Yuval Levin discusses the major implications of the decision to delay the implementation of Obamacare’s employer responsibility provision. First, there are the implications for the individual mandate:
The individual mandate. . .may now be politically untenable, since, by eliminating the employer mandate but keeping the individual mandate, the administration is freeing large employers, but not workers, of a burden and would put the government in the position of causing people to be dumped from employer coverage and then fining them for not getting individual coverage in an unfamiliar and expensive new system with lots of growing pains.
This is certainly in line with the administration’s broader corporatism, but it is a politically uncomfortable expression of that approach and a huge vulnerability. A move to at least delay the individual mandate could be pretty hard for Democrats to resist.
Other concessions may follow:
The administration will certainly face added pressure to ignore various taxes, rules, and mandates that can be shown to have detrimental effects on the economy or on some constituency—and pretty much every line of Obamacare falls into that category in one way or another. They have just announced that they can implement or ignore whatever portions of the law they wish, and so will be feeling lots of pressure from lots of people with lots views about lots of provisions.

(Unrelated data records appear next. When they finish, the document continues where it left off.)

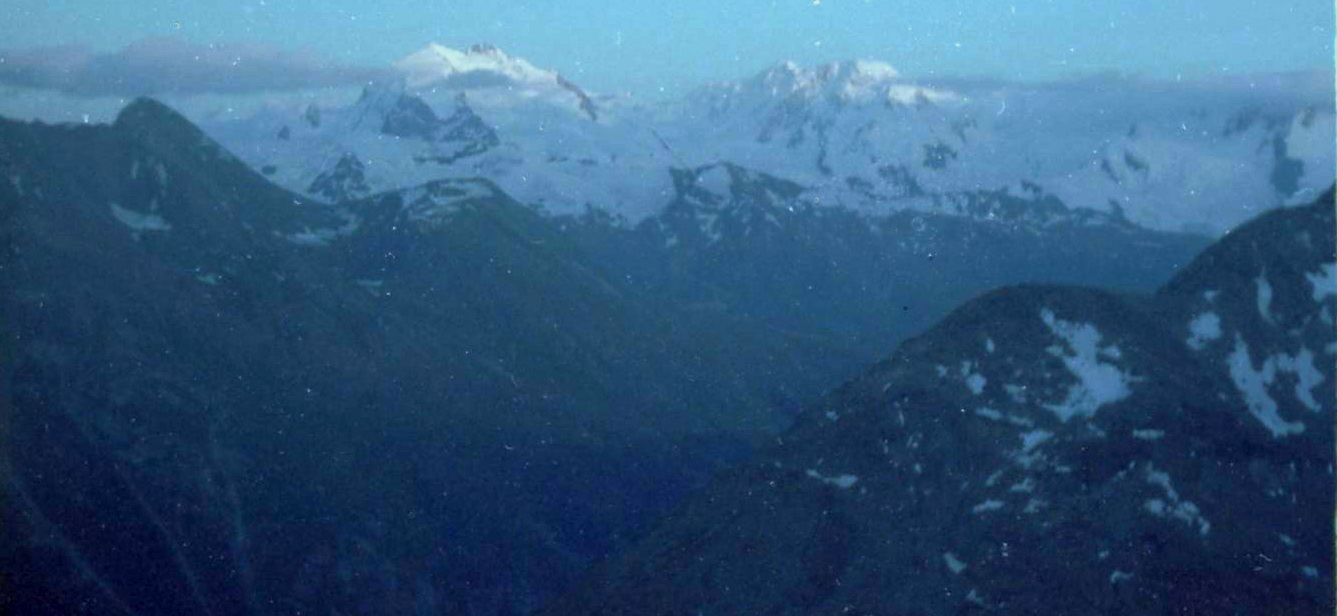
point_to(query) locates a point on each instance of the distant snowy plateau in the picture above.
(1195, 157)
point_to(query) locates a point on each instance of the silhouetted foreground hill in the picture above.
(1043, 450)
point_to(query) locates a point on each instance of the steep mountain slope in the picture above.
(221, 397)
(1043, 449)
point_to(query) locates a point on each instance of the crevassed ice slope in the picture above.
(1170, 155)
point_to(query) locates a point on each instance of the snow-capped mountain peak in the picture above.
(840, 82)
(487, 67)
(477, 66)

The delay was a political move, of course, but Levin suggests that it may backfire:
Moreover, by announcing that they can implement or ignore whatever portions of Obamacare they want, the administration is also taking even more direct ownership of any other problems that arise with implementation, since this move suggests they believe that implementation is entirely up to them and they are not really bound by the particulars of the law. This greater ownership of troubles to come will be a particular problem for them with regard to employer dumping and the exchanges.

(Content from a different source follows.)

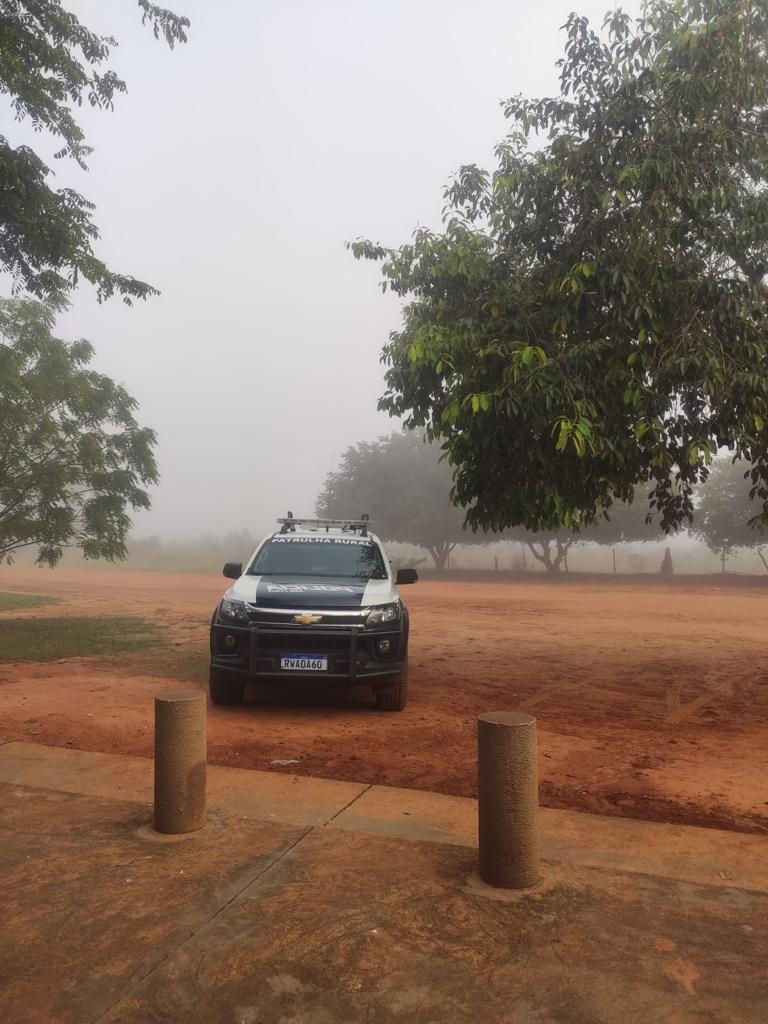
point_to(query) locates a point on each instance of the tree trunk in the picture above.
(545, 557)
(440, 553)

Any such dumping (rightly or wrongly, after all some significant dumping was already expected anyway) will be understood as resulting from the special favor the administration has now done for large employers. And since more people will be in the exchanges than otherwise would have been, the difficulties and uncertainties in that system will be a bigger political problem. This amounts to a very risky bet on the viability of the exchanges.

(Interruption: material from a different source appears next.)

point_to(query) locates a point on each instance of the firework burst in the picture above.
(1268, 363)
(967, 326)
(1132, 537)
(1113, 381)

Finally, and perhaps most significantly, Obama’s move increases the the threat to the viability of exchanges:
Under the law, eligibility for exchange subsidies depends on an individual not receiving an affordable offer of qualified insurance from an employer. If employers will now not be required to report on their insurance offerings in 2014, I don’t see how the government will be able to determine eligibility for subsidies, and therefore how the exchanges will be able to function.
Making subsidies available without proof of eligibility would be very expensive and destabilizing to the insurance system, and would also require the retraction of such subsidies if the employer mandate ever does return. Coming up with other ways to prove eligibility would be very difficult at this late stage (as exchanges are supposed to start operating in three months), and would also be totally lawless—though I recognize that is a rather quaint and old fashioned concern in the age of Obama.
Any losers in that process could sue, and the federal courts would have a hard time sustaining the administration’s novel approach to executive power. The exchanges are utterly central to the way Obamacare is supposed to function, and the delay announced yesterday leaves the prospects for their proper functioning even more grim than they already were.
President Obama pretty clearly believes that, politically speaking, the only thing worse than delaying implementation of Obamacare’s employer responsibility provisions would have been to implement them as scheduled. He may be right. But if so, Levin shows that he’s not right by much.